Dr. Manhapra: Remember that relief is not anti-pain (or anti-nociception); relief is generated through a separate process involving the reward system. People think opioids just block the pain. In fact, more importantly, they affect the reward system, which promotes relief, and the larger affective system. This is why opioids are such powerful “pain medications” and not just analgesics. It’s why people who smoke cocaine or drink alcohol get relief even though cocaine and alcohol have minimal analgesic effects. If you are in the field of pain medicine, you see enough people who come in and tell you, “You know I smoke cocaine to control pain. I don’t get high.” People drink alcohol and use any drugs to get relief from pain. That is because the reward system and the relief system are directly affected by this addictive substance, regardless of any analgesic action of that substance.

CATR: Considering this, I’m left wondering how this theory can inform our treatment of patients on long-term opioids when they have acute pain.
Dr. Manhapra: Treat them. It’s uncomplicated. If they are on buprenorphine and methadone for OUD, that’s to deal with their dependence. Don’t see them as pain medications (although they can provide pain relief). If they are on long-term opioids for chronic pain, they may temporarily require a dose increase or rotation to another opioid. Treat acute pain as you would with any other patient. Most people respond to non-opioid regimens. Few require opioids. If using opioids, use them for a short period. Set up the short-term plan ahead of time and explain it clearly. It is also important to understand that patients with any SUD have a higher risk of developing physiologic dependence, misuse, and other adverse effects.

CATR: What if you have a patient you are treating with buprenorphine who develops acute pain?
Dr. Manhapra: These patients should be first treated with non-opioid medications or interventions, to which they might not respond. They might require opioids. Don’t be afraid to simply treat the pain and add short-acting full-agonist opioids. It is not true that buprenorphine blocks the pain relief effect of other opioids—buprenorphine only blocks the euphoric effect of other opioids. If you use buprenorphine for OUD treatment to prevent craving, the buprenorphine (and the methadone, for that matter) has to occupy at least 70%–80% of receptors to manage cravings and block the euphoric effect. That is why we generally shoot for up to 16 mg buprenorphine daily dose, as for most adults this achieves needed levels of receptor occupancy, and generally this leaves other receptors unoccupied. For pain control, you only need 2% receptor occupancy. So for the majority of patients on buprenorphine or methadone for OUD, you are not 100% occupied. There are at least 2% of the receptors open; that is all that’s required for analgesia in pain relief (Greenwald MK et al, Drug Alcohol Depend 2014;144:1–11).

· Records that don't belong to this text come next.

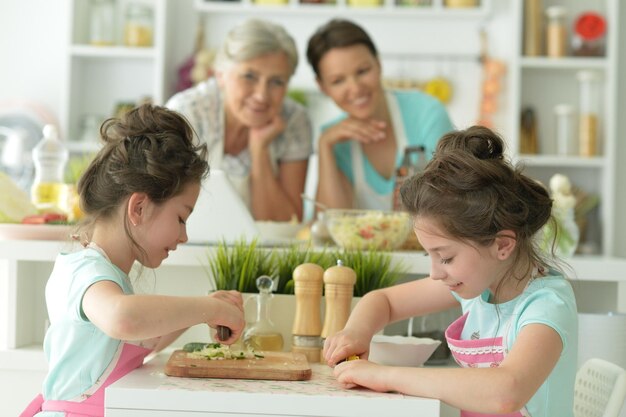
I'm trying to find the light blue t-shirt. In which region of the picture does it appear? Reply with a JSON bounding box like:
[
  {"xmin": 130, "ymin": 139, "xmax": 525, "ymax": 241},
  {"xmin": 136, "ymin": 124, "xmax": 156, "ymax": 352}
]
[
  {"xmin": 452, "ymin": 275, "xmax": 578, "ymax": 417},
  {"xmin": 37, "ymin": 249, "xmax": 133, "ymax": 417},
  {"xmin": 322, "ymin": 91, "xmax": 454, "ymax": 196}
]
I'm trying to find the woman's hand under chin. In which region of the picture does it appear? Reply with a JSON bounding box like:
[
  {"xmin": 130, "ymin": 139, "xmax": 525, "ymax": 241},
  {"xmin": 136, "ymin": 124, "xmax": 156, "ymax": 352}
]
[
  {"xmin": 320, "ymin": 117, "xmax": 387, "ymax": 150},
  {"xmin": 248, "ymin": 115, "xmax": 287, "ymax": 153}
]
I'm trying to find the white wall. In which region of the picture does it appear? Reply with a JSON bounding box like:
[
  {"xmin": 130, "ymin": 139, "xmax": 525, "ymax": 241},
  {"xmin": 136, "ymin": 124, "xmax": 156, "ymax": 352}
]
[{"xmin": 0, "ymin": 0, "xmax": 68, "ymax": 122}]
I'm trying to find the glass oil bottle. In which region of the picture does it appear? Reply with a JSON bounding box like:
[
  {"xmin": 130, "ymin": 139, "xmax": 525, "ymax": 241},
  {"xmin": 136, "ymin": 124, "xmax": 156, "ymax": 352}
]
[{"xmin": 243, "ymin": 275, "xmax": 283, "ymax": 351}]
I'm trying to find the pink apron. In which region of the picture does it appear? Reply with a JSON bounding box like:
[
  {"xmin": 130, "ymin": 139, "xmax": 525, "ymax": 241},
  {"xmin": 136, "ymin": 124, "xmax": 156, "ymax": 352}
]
[
  {"xmin": 446, "ymin": 313, "xmax": 528, "ymax": 417},
  {"xmin": 20, "ymin": 343, "xmax": 152, "ymax": 417}
]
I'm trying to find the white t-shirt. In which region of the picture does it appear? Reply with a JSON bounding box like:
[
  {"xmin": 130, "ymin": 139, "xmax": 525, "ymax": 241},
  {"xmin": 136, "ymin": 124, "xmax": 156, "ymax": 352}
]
[
  {"xmin": 37, "ymin": 249, "xmax": 133, "ymax": 417},
  {"xmin": 452, "ymin": 275, "xmax": 578, "ymax": 417}
]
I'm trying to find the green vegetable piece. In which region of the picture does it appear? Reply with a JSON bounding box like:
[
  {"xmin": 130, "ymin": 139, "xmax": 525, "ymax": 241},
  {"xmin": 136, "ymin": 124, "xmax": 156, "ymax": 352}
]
[{"xmin": 183, "ymin": 342, "xmax": 207, "ymax": 352}]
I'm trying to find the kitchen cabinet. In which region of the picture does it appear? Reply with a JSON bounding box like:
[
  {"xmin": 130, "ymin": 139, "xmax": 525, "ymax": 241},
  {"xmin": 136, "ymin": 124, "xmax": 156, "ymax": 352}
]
[
  {"xmin": 105, "ymin": 352, "xmax": 459, "ymax": 417},
  {"xmin": 59, "ymin": 0, "xmax": 171, "ymax": 153},
  {"xmin": 507, "ymin": 0, "xmax": 623, "ymax": 256}
]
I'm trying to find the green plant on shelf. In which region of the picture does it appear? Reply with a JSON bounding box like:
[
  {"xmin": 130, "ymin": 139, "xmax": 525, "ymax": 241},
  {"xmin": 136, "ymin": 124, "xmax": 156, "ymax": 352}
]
[{"xmin": 205, "ymin": 239, "xmax": 406, "ymax": 297}]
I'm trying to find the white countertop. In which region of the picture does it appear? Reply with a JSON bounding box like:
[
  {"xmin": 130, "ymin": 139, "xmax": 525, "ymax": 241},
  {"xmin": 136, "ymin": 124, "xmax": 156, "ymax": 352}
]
[{"xmin": 105, "ymin": 352, "xmax": 458, "ymax": 417}]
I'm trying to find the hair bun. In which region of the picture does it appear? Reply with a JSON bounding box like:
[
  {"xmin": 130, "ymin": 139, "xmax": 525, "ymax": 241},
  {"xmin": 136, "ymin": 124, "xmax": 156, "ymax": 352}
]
[{"xmin": 436, "ymin": 126, "xmax": 504, "ymax": 160}]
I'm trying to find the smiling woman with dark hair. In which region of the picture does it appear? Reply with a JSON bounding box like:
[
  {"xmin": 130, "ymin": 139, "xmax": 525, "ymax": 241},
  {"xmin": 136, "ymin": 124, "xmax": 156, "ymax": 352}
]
[{"xmin": 307, "ymin": 19, "xmax": 452, "ymax": 210}]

CATR: You mentioned non-pharmacologic approaches. What should addiction clinicians be aware of in that space?
Dr. Manhapra: The target of treatment of chronic pain is always functional improvement. So, the addiction physician should learn simple interventions that they can use to improve function. “Pain management” interventions (medications, procedures, other interventions for controlling pain) should be restricted to short-term use to overcome acute exacerbations. Patients don’t do well if their only plan is “pain management” without any functional improvement interventions.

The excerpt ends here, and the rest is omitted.